Hermaphrodite. : "C’est une question, en France, qui est en train de resurgir, Vichy, avec les procès qu’il y eu, Papon, tout ça, dans la mauvaise conscience..."

Matéo Maximoff : " Oui, qu’est-ce que vous voulez. Il y a eu six millions de morts juifs, on ne sait pas exactement combien de tsiganes. Je vais vous dire pourquoi.
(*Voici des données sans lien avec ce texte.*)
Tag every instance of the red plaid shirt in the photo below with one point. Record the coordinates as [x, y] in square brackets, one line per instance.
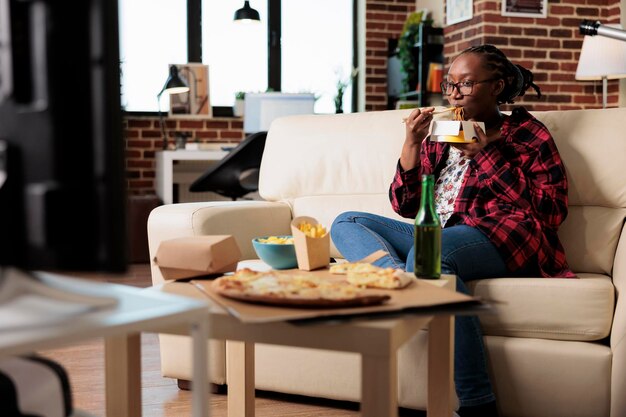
[515, 192]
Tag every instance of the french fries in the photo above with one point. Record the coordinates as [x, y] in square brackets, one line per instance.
[277, 240]
[312, 230]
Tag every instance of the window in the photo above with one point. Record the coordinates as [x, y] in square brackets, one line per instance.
[148, 43]
[316, 49]
[236, 53]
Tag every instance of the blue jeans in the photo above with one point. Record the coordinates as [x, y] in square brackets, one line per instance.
[465, 252]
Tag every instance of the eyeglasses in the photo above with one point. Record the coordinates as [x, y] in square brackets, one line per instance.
[464, 88]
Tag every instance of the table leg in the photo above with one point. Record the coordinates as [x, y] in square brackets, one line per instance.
[123, 375]
[200, 389]
[379, 385]
[440, 366]
[240, 378]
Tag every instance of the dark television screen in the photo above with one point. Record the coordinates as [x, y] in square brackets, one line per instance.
[62, 180]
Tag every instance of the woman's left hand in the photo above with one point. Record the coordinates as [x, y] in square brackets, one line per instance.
[482, 139]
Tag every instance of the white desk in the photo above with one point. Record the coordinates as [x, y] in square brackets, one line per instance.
[165, 167]
[137, 311]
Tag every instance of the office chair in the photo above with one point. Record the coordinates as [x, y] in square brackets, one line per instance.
[238, 173]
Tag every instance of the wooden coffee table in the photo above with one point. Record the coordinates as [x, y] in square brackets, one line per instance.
[376, 340]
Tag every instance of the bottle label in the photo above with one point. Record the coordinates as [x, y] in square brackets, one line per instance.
[427, 251]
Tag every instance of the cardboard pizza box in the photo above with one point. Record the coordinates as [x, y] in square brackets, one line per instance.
[311, 252]
[195, 256]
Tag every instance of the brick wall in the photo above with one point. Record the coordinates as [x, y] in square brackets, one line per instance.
[143, 139]
[548, 47]
[384, 19]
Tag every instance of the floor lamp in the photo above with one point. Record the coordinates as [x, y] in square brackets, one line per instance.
[602, 58]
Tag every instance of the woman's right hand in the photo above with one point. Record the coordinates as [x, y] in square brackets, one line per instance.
[416, 130]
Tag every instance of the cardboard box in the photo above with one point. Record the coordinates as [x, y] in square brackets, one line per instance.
[311, 252]
[453, 131]
[194, 256]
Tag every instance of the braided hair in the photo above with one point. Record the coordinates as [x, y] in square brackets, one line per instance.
[517, 79]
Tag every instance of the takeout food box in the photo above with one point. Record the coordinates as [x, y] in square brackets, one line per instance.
[453, 131]
[194, 256]
[311, 252]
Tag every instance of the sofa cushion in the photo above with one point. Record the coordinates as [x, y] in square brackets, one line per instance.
[556, 308]
[336, 155]
[589, 235]
[592, 146]
[326, 208]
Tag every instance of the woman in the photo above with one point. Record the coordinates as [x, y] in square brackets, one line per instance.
[500, 199]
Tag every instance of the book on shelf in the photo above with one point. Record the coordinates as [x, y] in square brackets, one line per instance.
[435, 77]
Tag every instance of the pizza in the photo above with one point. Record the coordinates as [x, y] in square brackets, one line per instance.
[273, 287]
[363, 274]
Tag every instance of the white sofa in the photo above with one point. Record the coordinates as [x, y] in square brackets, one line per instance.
[557, 347]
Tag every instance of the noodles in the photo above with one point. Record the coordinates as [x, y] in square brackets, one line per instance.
[459, 114]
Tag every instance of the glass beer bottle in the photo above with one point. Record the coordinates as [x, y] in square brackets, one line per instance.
[427, 233]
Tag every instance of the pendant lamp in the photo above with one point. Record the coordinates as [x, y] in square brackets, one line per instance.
[247, 14]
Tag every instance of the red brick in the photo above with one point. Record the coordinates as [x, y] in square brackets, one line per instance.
[571, 88]
[566, 10]
[547, 43]
[585, 99]
[533, 31]
[191, 124]
[573, 44]
[561, 33]
[587, 12]
[528, 42]
[548, 65]
[533, 53]
[139, 123]
[510, 30]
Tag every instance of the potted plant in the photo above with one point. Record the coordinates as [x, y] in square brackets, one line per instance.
[239, 103]
[342, 84]
[408, 39]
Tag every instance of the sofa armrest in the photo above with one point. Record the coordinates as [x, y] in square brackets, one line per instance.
[244, 220]
[618, 331]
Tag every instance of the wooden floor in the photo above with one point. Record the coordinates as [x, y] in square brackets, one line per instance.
[161, 396]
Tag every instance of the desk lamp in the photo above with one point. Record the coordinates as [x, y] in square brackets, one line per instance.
[602, 58]
[173, 85]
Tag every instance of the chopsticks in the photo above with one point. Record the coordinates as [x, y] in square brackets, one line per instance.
[404, 119]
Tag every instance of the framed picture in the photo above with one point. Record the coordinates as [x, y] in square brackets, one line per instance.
[196, 103]
[459, 11]
[525, 8]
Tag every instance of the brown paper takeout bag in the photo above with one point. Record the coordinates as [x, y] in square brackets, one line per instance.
[312, 253]
[194, 256]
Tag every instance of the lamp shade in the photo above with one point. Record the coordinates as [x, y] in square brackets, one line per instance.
[174, 84]
[247, 14]
[601, 57]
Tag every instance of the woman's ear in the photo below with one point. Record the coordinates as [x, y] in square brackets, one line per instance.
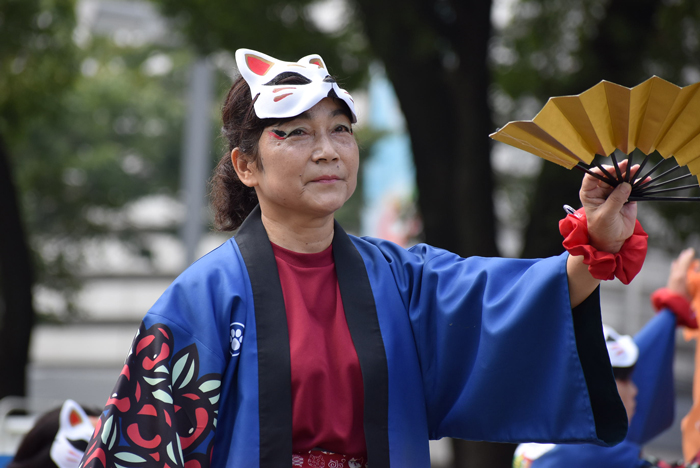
[246, 170]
Parce que on a les mêmes noms que les juifs." "Il y a deux ans, à Orléans, j’ai été invité à une conférence. Il y avait deux écrivains français qui avaient écrit des livres sur les camps de concentration tsiganes et dont je tairai le nom. J’ai fait la conférence sur les camps ; après c’était leur tour. "Non, il n’y avait pas six cent mille morts dans les camps, il y en avait trois cent mille, deux cent mille, cent mille.", mais qu’importe. Alors je me suis levé et suis monté sur la scène à nouveau. J’ai dit "écoutez (il y avait six cent personnes dans la salle), ces messieurs ont fait des livres remarquables que j’ai lus. Je n’en discute pas. Mais que ce soit trois cent mille, six cent mille ou huit cent mille morts tsiganes dans les camps de concentration, c’est beaucoup. Mais s’il y en avait seulement un, c’est un de trop. Parce que pour quel motif, ils nous ont tués ? J’ai dit : "eux, ils ont écrits des livres remarquables de l’extérieur. Il y a dans cette salle, une vingtaine de gens que j’ai connus qui étaient dans les camps, à l’intérieur. Ce n’est pas la même opinion qu’on peut avoir." C’est juste ou pas ?"

Hermaphrodite. : "Vous qui avez beaucoup voyagé et qui connaissez votre communauté mieux que personne, est-ce qu’il y a beaucoup d’écrivains tsiganes ?"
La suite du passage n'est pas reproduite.